Gent became a valuable wide receiver by his second year in 1965, splitting time with Buddy Dial and playing opposite Bob Hayes. He caught sixteen passes for 233 yards and two touchdowns. In 1966, he had ten starts over Dial, registering 27 receptions (third on the team) for 474 yards (averaging 17.6 yard per catch) and one touchdown as the Cowboys won their first division title (Eastern Conference) to qualify for the NFL championship game, but lost to the Green Bay Packers at the Cotton Bowl.

In 1967, with the arrival of Lance Rentzel and health problems, Gent was moved to tight end and played in only seven games (one start). In 1968, he played in ten games (one start), posting sixteen receptions for 194 yards.

Gent's five-season NFL career was marred by injury, as he underwent knee operations and endured constant back problems. He was known for his intelligence, soft hands, and height. He caught passes mostly from quarterback Don Meredith, with whom he enjoyed a close friendship off the field.

===New York Giants===
On June 13, 1969, Gent was traded to the New York Giants in exchange for a draft choice (not exercised), and waived on September 8.

==Writing career==

After leaving professional football, Gent wrote several novels dealing with the sport. His first and most famous book, a semi-autobiographical novel entitled North Dallas Forty, was published in 1973. Its main characters, a quarterback and a wide receiver, are widely considered to be based on Don Meredith and Gent, respectively. The novel was one of the first to examine the NFL's hypocrisy regarding drug use.

North Dallas Forty was made into a movie in 1979, starring Nick Nolte, Mac Davis, G. D. Spradlin, and Dayle Haddon. Gent wrote the screenplay. During the making of the film, he experienced creative difficulties with producer Frank Yablans. After seeing the movie, his old friend and teammate Meredith commented, "If I'd known Gent was as good as he says he was, I would have thrown to him more."

Gent made his home in Texas for many years, where he befriended many of that state's significant creative minds of the day, including Larry L. King, Billy Lee Brammer, Gary Cartwright, Bud Shrake, Jerry Jeff Walker, and Dan Jenkins. They called themselves the Mad Dogs.
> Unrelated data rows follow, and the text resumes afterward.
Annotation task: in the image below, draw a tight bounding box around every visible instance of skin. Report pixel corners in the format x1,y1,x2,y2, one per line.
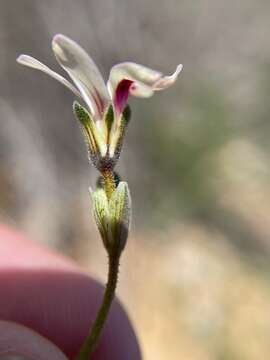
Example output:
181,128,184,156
0,226,141,360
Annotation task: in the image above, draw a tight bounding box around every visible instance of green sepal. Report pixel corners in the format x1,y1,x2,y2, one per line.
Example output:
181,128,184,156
91,181,131,254
105,105,114,138
109,105,131,159
73,101,107,157
109,181,131,252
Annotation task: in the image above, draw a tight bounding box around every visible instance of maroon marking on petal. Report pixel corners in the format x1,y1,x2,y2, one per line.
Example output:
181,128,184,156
113,79,134,114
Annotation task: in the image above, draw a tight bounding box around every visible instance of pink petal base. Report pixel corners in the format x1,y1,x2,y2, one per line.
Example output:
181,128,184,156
0,320,67,360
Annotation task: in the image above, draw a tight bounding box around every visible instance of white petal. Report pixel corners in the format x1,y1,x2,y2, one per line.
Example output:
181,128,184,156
52,34,109,118
154,64,183,90
107,62,162,98
107,62,183,106
17,55,81,97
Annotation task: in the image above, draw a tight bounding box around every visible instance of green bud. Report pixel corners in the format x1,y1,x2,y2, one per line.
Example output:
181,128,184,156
91,181,131,255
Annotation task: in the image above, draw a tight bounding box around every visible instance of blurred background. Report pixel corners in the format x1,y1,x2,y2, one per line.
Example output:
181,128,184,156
0,0,270,360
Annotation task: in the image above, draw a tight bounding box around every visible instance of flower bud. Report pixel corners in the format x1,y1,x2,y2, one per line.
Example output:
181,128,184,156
91,181,131,255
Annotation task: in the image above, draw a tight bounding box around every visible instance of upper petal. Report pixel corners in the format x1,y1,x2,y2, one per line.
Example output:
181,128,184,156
154,64,183,90
52,34,109,118
107,62,182,109
17,55,81,97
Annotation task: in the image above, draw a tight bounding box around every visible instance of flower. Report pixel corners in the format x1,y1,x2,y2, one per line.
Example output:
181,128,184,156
17,34,182,169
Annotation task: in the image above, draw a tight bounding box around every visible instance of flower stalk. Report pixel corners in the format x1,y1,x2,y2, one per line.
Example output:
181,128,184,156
75,255,119,360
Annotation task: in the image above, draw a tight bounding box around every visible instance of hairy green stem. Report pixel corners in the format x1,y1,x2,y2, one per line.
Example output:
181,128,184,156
75,256,119,360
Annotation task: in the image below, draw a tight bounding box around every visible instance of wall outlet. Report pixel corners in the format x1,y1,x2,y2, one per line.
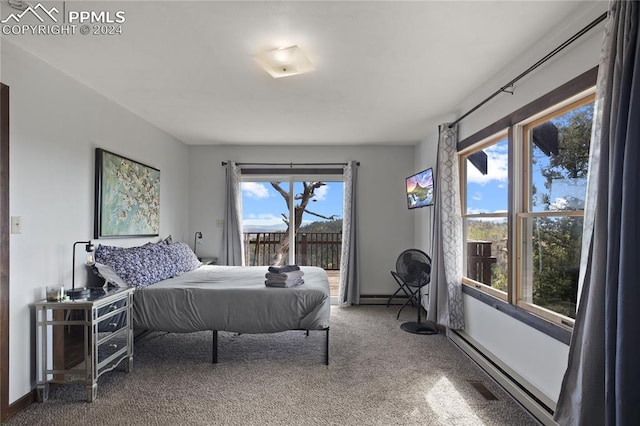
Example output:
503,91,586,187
11,216,22,234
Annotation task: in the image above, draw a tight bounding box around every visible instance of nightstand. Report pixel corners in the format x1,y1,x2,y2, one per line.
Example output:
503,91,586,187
34,287,134,402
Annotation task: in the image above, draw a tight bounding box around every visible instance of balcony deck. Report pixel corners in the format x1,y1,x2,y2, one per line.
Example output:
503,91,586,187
244,232,342,297
327,269,340,297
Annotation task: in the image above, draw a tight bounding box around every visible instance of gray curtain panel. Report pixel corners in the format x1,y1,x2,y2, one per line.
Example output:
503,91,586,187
555,1,640,425
339,161,360,306
220,161,244,266
427,124,464,330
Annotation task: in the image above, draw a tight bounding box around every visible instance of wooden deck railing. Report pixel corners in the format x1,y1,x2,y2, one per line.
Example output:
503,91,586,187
244,232,342,270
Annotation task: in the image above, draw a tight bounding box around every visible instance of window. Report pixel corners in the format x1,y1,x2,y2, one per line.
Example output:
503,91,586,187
460,89,594,328
460,131,509,300
516,96,593,319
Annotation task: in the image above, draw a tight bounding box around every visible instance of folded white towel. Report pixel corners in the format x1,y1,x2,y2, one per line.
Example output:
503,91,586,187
265,271,304,280
264,278,304,288
269,265,300,274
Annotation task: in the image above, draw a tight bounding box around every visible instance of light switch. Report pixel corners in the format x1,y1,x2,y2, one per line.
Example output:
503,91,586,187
11,216,22,234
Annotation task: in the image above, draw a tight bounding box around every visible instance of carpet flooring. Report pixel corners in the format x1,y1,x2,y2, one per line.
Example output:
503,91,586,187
7,306,538,426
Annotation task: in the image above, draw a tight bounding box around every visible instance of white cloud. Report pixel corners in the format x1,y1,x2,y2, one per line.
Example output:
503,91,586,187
313,185,329,201
467,143,509,185
240,182,269,199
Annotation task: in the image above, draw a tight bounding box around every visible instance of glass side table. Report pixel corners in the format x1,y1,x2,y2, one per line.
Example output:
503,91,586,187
34,287,134,402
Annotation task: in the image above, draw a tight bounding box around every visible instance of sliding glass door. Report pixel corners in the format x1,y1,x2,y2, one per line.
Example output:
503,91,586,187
242,175,344,293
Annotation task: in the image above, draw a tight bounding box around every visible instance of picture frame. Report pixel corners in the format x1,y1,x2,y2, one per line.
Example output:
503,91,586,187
94,148,160,239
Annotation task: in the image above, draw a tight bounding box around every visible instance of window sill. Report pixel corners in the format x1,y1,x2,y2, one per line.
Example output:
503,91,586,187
462,284,571,345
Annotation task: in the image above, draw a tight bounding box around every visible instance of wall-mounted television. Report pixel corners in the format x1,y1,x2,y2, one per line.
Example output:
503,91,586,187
405,168,434,209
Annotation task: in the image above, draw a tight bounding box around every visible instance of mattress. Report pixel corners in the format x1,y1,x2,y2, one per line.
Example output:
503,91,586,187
133,265,330,333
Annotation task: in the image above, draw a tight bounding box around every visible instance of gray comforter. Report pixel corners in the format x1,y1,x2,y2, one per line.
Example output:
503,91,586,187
133,265,330,333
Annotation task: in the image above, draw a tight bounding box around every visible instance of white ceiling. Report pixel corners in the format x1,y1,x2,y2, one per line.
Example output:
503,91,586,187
2,0,596,145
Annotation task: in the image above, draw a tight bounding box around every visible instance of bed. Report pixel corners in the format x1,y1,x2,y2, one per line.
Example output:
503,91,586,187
95,242,330,365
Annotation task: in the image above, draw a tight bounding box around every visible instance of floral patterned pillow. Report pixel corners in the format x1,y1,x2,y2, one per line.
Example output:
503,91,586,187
94,243,201,287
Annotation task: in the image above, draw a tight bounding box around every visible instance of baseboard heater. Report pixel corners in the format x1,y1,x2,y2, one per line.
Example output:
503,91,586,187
447,330,557,426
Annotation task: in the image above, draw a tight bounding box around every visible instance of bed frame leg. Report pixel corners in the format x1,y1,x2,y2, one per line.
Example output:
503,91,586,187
324,327,329,365
211,330,218,364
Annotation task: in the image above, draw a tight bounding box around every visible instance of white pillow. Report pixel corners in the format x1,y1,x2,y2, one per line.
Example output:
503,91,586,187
93,262,128,287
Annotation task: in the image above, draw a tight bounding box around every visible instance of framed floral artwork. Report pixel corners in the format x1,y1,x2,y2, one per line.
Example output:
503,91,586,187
94,148,160,238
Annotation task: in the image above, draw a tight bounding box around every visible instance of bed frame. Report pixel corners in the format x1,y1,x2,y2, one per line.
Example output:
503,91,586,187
211,327,329,365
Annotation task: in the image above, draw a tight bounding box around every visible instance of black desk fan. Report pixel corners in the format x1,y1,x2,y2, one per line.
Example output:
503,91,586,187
392,249,438,334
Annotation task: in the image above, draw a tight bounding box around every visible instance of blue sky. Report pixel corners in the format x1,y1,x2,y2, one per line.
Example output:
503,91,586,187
241,181,344,229
467,103,593,214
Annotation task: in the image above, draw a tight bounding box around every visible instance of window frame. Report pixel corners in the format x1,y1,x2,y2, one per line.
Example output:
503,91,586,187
458,129,511,302
458,67,598,343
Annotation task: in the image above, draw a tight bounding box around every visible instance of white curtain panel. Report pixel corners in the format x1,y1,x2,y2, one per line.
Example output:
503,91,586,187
339,161,360,306
221,161,244,266
427,124,464,330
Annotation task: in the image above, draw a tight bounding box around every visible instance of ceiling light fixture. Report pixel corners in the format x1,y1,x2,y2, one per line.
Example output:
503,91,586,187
253,45,315,78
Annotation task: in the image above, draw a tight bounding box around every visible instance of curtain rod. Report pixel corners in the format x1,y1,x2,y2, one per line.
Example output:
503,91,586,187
221,161,360,167
449,12,607,128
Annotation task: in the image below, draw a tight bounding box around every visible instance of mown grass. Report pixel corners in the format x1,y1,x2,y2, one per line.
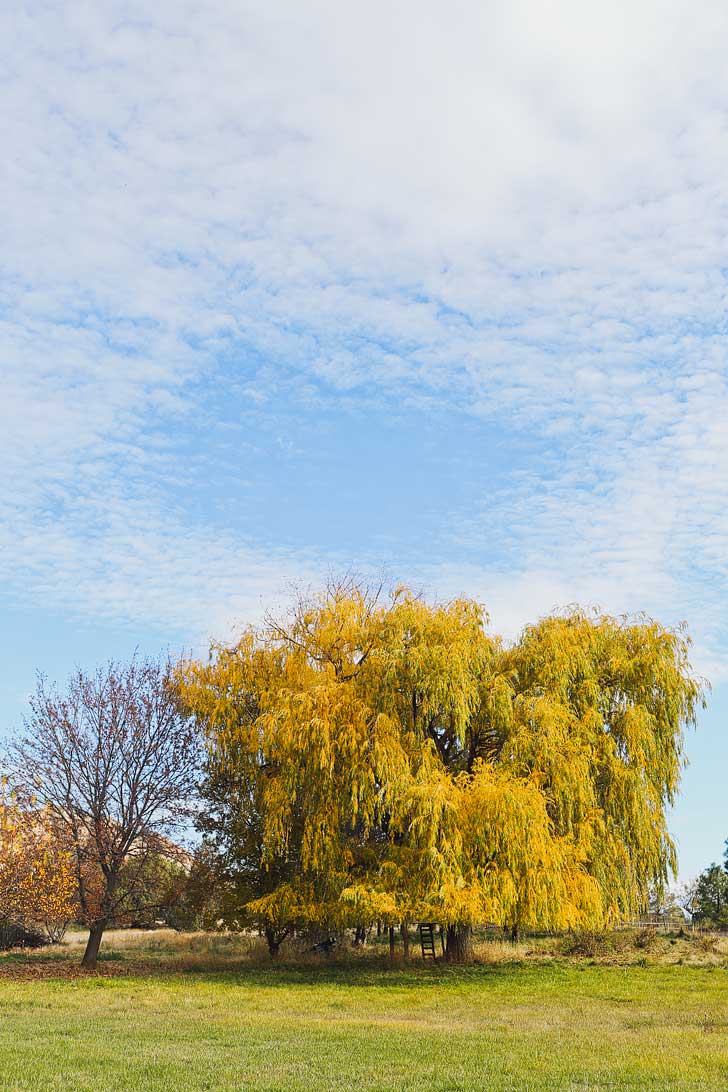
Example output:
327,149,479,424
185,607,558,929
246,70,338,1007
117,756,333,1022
0,935,728,1092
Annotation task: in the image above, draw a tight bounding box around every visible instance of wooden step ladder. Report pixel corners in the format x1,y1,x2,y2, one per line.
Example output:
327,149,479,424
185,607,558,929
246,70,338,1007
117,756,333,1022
419,922,444,960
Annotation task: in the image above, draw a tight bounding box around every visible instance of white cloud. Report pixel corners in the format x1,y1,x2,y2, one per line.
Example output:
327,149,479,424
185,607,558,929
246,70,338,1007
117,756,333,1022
0,0,728,666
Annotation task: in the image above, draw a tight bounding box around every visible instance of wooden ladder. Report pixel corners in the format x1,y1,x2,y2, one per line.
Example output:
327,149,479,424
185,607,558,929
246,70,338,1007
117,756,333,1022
419,922,438,960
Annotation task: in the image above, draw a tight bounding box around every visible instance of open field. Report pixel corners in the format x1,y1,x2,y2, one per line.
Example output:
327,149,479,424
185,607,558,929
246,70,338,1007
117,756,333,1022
0,933,728,1092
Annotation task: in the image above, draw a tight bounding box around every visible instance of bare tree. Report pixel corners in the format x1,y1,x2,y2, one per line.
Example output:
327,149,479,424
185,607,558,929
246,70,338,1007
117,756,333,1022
10,660,200,969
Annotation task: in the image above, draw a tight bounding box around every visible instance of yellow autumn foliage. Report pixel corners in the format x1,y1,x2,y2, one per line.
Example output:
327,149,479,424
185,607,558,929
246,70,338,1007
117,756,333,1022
0,786,75,935
178,581,703,927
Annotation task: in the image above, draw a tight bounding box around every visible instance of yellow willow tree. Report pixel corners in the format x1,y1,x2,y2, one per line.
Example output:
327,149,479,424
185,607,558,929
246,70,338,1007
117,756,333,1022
180,582,702,959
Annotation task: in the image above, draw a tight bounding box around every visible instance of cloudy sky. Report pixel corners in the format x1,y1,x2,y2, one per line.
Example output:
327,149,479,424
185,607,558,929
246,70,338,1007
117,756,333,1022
0,0,728,875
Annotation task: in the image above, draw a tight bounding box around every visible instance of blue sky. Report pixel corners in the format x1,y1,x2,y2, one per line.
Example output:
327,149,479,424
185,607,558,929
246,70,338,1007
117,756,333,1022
0,0,728,876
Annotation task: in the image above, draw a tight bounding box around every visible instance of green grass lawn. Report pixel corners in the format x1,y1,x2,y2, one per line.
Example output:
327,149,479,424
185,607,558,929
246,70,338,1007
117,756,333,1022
0,961,728,1092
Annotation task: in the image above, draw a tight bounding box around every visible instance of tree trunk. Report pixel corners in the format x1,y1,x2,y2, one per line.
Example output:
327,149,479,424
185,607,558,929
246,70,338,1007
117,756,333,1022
81,922,106,971
265,929,281,959
445,925,473,963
Gent also explored the corruption in modern professional sports in a sequel volume entitled North Dallas After 40, published in 1989, and in two unrelated football novels — Texas Celebrity Turkey Trot (1979) and The Franchise (1983).

Gent also wrote a novel about college basketball entitled The Conquering Heroes (1994). Bill Walton's cover blurb states that the book is the "North Dallas Forty of college basketball. But it’s much more, it’s about a whole generation of kids who came of age in an America that I grew up in."

==Personal life==
Gent had two children, Holly Gent and Carter Davis Gent. He resided in Bangor, Michigan at the time of his death from a pulmonary disease on September 30, 2011, and was working on another novel.